What is Azure Document Intelligence?
Azure Document Intelligence is a cloud-based AI service in Microsoft Foundry that uses OCR and deep learning models to extract text, key-value pairs, selection marks, and tables from documents.
OCR captures document structure by creating bounding boxes around detected objects in an image. The locations of the bounding boxes are recorded as coordinates in relation to the rest of the page. Azure Document Intelligence returns bounding box data and other information in a structured JSON format that preserves the relationships from the original document.
To build a high-accuracy document extraction model from scratch requires deep learning expertise, large amounts of compute, and long training times. Azure Document Intelligence provides underlying models already trained on thousands of form examples, so you can achieve high-accuracy data extraction with minimal effort.

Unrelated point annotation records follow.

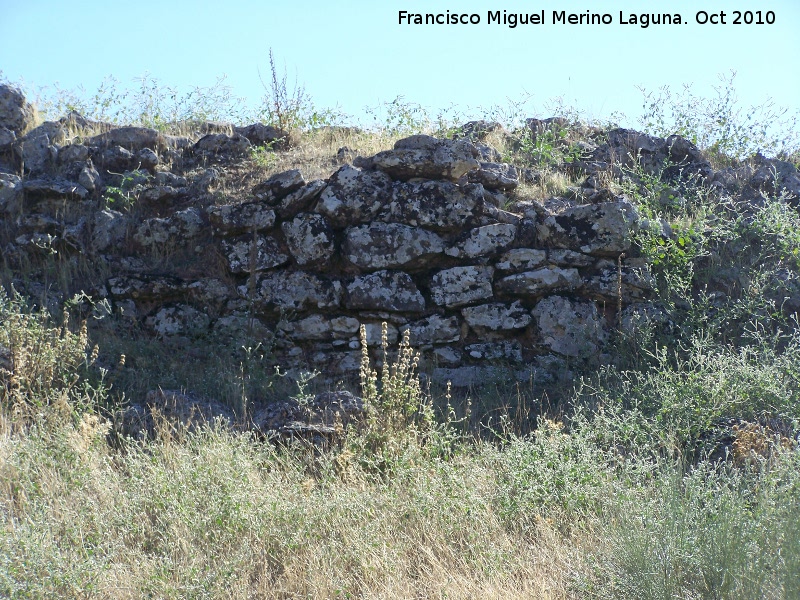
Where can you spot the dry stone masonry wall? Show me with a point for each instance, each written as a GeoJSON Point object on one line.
{"type": "Point", "coordinates": [421, 237]}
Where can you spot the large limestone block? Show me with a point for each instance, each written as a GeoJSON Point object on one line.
{"type": "Point", "coordinates": [570, 327]}
{"type": "Point", "coordinates": [310, 238]}
{"type": "Point", "coordinates": [496, 317]}
{"type": "Point", "coordinates": [354, 196]}
{"type": "Point", "coordinates": [385, 290]}
{"type": "Point", "coordinates": [250, 253]}
{"type": "Point", "coordinates": [295, 291]}
{"type": "Point", "coordinates": [390, 245]}
{"type": "Point", "coordinates": [485, 241]}
{"type": "Point", "coordinates": [435, 204]}
{"type": "Point", "coordinates": [540, 281]}
{"type": "Point", "coordinates": [460, 286]}
{"type": "Point", "coordinates": [435, 329]}
{"type": "Point", "coordinates": [16, 113]}
{"type": "Point", "coordinates": [427, 157]}
{"type": "Point", "coordinates": [597, 229]}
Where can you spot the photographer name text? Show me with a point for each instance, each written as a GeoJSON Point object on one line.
{"type": "Point", "coordinates": [562, 17]}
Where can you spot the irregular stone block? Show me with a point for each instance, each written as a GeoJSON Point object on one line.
{"type": "Point", "coordinates": [432, 330]}
{"type": "Point", "coordinates": [460, 286]}
{"type": "Point", "coordinates": [310, 239]}
{"type": "Point", "coordinates": [16, 113]}
{"type": "Point", "coordinates": [176, 229]}
{"type": "Point", "coordinates": [241, 218]}
{"type": "Point", "coordinates": [511, 351]}
{"type": "Point", "coordinates": [146, 288]}
{"type": "Point", "coordinates": [571, 328]}
{"type": "Point", "coordinates": [496, 317]}
{"type": "Point", "coordinates": [427, 157]}
{"type": "Point", "coordinates": [385, 290]}
{"type": "Point", "coordinates": [249, 254]}
{"type": "Point", "coordinates": [300, 200]}
{"type": "Point", "coordinates": [495, 176]}
{"type": "Point", "coordinates": [179, 320]}
{"type": "Point", "coordinates": [295, 290]}
{"type": "Point", "coordinates": [374, 333]}
{"type": "Point", "coordinates": [223, 146]}
{"type": "Point", "coordinates": [354, 196]}
{"type": "Point", "coordinates": [536, 283]}
{"type": "Point", "coordinates": [392, 245]}
{"type": "Point", "coordinates": [485, 241]}
{"type": "Point", "coordinates": [521, 259]}
{"type": "Point", "coordinates": [435, 204]}
{"type": "Point", "coordinates": [598, 229]}
{"type": "Point", "coordinates": [132, 139]}
{"type": "Point", "coordinates": [279, 186]}
{"type": "Point", "coordinates": [109, 228]}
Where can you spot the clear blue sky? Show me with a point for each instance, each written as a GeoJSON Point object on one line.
{"type": "Point", "coordinates": [355, 54]}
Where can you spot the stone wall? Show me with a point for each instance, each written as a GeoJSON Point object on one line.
{"type": "Point", "coordinates": [424, 237]}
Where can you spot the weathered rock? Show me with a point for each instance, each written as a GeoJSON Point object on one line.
{"type": "Point", "coordinates": [207, 127]}
{"type": "Point", "coordinates": [16, 113]}
{"type": "Point", "coordinates": [109, 228]}
{"type": "Point", "coordinates": [114, 159]}
{"type": "Point", "coordinates": [636, 284]}
{"type": "Point", "coordinates": [322, 417]}
{"type": "Point", "coordinates": [374, 334]}
{"type": "Point", "coordinates": [319, 327]}
{"type": "Point", "coordinates": [7, 139]}
{"type": "Point", "coordinates": [484, 241]}
{"type": "Point", "coordinates": [460, 286]}
{"type": "Point", "coordinates": [435, 204]}
{"type": "Point", "coordinates": [10, 193]}
{"type": "Point", "coordinates": [146, 288]}
{"type": "Point", "coordinates": [296, 291]}
{"type": "Point", "coordinates": [219, 145]}
{"type": "Point", "coordinates": [390, 245]}
{"type": "Point", "coordinates": [479, 130]}
{"type": "Point", "coordinates": [521, 259]}
{"type": "Point", "coordinates": [147, 159]}
{"type": "Point", "coordinates": [89, 177]}
{"type": "Point", "coordinates": [598, 229]}
{"type": "Point", "coordinates": [166, 178]}
{"type": "Point", "coordinates": [310, 239]}
{"type": "Point", "coordinates": [427, 157]}
{"type": "Point", "coordinates": [265, 135]}
{"type": "Point", "coordinates": [37, 150]}
{"type": "Point", "coordinates": [300, 200]}
{"type": "Point", "coordinates": [279, 186]}
{"type": "Point", "coordinates": [506, 351]}
{"type": "Point", "coordinates": [447, 356]}
{"type": "Point", "coordinates": [209, 293]}
{"type": "Point", "coordinates": [231, 219]}
{"type": "Point", "coordinates": [132, 139]}
{"type": "Point", "coordinates": [540, 281]}
{"type": "Point", "coordinates": [496, 317]}
{"type": "Point", "coordinates": [571, 328]}
{"type": "Point", "coordinates": [73, 153]}
{"type": "Point", "coordinates": [776, 177]}
{"type": "Point", "coordinates": [385, 290]}
{"type": "Point", "coordinates": [495, 176]}
{"type": "Point", "coordinates": [354, 196]}
{"type": "Point", "coordinates": [51, 188]}
{"type": "Point", "coordinates": [432, 330]}
{"type": "Point", "coordinates": [252, 253]}
{"type": "Point", "coordinates": [179, 320]}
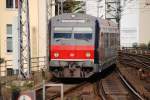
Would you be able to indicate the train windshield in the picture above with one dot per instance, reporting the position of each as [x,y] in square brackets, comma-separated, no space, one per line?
[62,35]
[83,36]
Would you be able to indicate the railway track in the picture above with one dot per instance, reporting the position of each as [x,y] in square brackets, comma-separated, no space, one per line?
[116,87]
[113,87]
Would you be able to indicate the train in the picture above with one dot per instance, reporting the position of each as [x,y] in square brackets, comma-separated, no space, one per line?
[81,45]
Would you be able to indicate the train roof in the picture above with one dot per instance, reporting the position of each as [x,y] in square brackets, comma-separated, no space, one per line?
[106,23]
[73,16]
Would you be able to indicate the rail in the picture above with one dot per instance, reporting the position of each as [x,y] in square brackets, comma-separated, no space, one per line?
[129,85]
[6,68]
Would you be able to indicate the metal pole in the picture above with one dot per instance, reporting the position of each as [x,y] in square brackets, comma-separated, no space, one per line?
[24,38]
[61,6]
[43,89]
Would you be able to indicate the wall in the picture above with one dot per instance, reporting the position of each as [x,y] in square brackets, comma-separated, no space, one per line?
[129,32]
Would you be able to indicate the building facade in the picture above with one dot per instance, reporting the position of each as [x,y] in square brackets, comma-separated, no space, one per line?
[134,19]
[38,28]
[135,22]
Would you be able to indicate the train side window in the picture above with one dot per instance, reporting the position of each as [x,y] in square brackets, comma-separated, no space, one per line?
[62,35]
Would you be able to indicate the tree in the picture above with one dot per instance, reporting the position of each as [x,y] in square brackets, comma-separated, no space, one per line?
[1,60]
[134,45]
[148,45]
[70,5]
[143,46]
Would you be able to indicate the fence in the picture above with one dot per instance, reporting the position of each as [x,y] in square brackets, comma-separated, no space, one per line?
[7,68]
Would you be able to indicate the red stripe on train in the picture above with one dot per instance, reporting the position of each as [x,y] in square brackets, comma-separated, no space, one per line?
[71,52]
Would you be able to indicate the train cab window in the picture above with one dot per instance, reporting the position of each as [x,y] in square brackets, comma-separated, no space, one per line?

Document Intelligence service components
Azure Document Intelligence is composed of three categories of models:
Document analysis models: Extract text, structure, tables, and selection marks from documents. The read model extracts text and detects languages, while the layout model adds table and structure extraction. You'll explore these models in detail in the Use prebuilt models unit.
Prebuilt models: Extract information from common document types — such as invoices, receipts, tax forms, ID documents, and more — without any training required. You'll see the full list of available prebuilt models in the Use prebuilt models unit.
Custom models: Extract data from forms specific to your business using your own labeled datasets. Options include custom template models (fast and cost-effective for fixed layouts), custom neural models (higher accuracy for varying layouts), composed models, and custom classifiers. You'll learn about training and using custom models in the Train and use custom models unit.
Access Document Intelligence services
You can access Azure Document Intelligence in several ways:
- REST API: Call the service directly using HTTP requests.
- Client library SDKs: Use SDKs for Python, C#, Java, and JavaScript.
- Document Intelligence Studio: An online tool for visually exploring, testing, and building Document Intelligence solutions.
- Microsoft Foundry portal: Integrate Document Intelligence with other Foundry tools.
Tip
This module's exercise focuses on the Python SDK. The underlying REST services can be used by any language.
Create a Document Intelligence resource
To use Azure Document Intelligence, you need an Azure resource. You can use either:
- A Foundry resource: A multi-service subscription that provides access to multiple AI services under a single endpoint and key.
- An Azure Document Intelligence resource: A single-service resource used only with Document Intelligence.
Note
Create a Foundry resource if you plan to access multiple Foundry tools under a single endpoint and key. For Document Intelligence access only, create a dedicated Document Intelligence resource.
Input requirements
Azure Document Intelligence works on input documents that meet these requirements:
- Format must be JPEG, PNG, BMP, PDF (text or scanned), or TIFF. The read model also accepts Microsoft Office file formats.
- File size must be less than 500 MB for the standard tier and 4 MB for the free tier.
- Image dimensions must be between 50 x 50 pixels and 10,000 x 10,000 pixels.
- PDF documents must have dimensions less than 17 x 17 inches (A3 paper size).
- PDF documents must not be password-protected.